Fire departments and other agencies that aren’t well-funded might find the cost too steep. Anyone who gets into an accident in those areas is put at risk. A slower rescue could be the difference between life and death in some situations.

That’s not all that first responders have to navigate with new automotive safety technologies. They must also take into account seatbelt pre-tensioners and airbag inflators, which can both go off like tiny bombs if cut into. Rescuers are constantly lagging behind the technology. It’s a constant effort to learn ways to safely cut into cars and extricate crash victims after the fact.

The Problem of Visibility

Does it ever seem like drivers are unable to see out of their vehicles when backing out of a parking stall or driveway? It’s definitely a problem, and one that’s been fueled by concerns about roof and door strength. Newer vehicles have thicker roof pillars, which also accommodate curtain airbags. The inclusion of impact beams, plus tougher pedestrian safety standards, mean the beltline, or the line that goes from the end of the hood to the trunk, has been markedly raised.


The result of these safety changes has been less visibility for the driver. After all, thick roof pillars are excellent at keeping you from seeing a small car, cyclist or pedestrian that’s approaching. A driver might reverse or change lanes thinking the coast is clear. With the higher beltline, it’s more difficult to see lower vehicles.

One of the big answers to this problem has been the charge toward mandating rearview cameras. All new cars in the United States must have a rearview camera standard by May of 2018. Was such an innovation necessary back when vehicles had skinny roof pillars and expansive windows? Not really.

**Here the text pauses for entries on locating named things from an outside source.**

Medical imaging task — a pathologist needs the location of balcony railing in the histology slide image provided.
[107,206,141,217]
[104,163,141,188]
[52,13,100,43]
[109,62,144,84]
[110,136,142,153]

Ironically, there’s a problem with rearview cameras: the lens can be obscured by water, dirt, ice, etc. If the driver can’t see anything through the video feed, the technology is momentarily useless. Ford has been working on a new lens coating that will keep the view clear under all conditions.

Are We Really Better Off?

You really have to stop and think about the irony of the situation. If we are creating new dangers that we must protect ourselves from, are we really making vehicles any safer?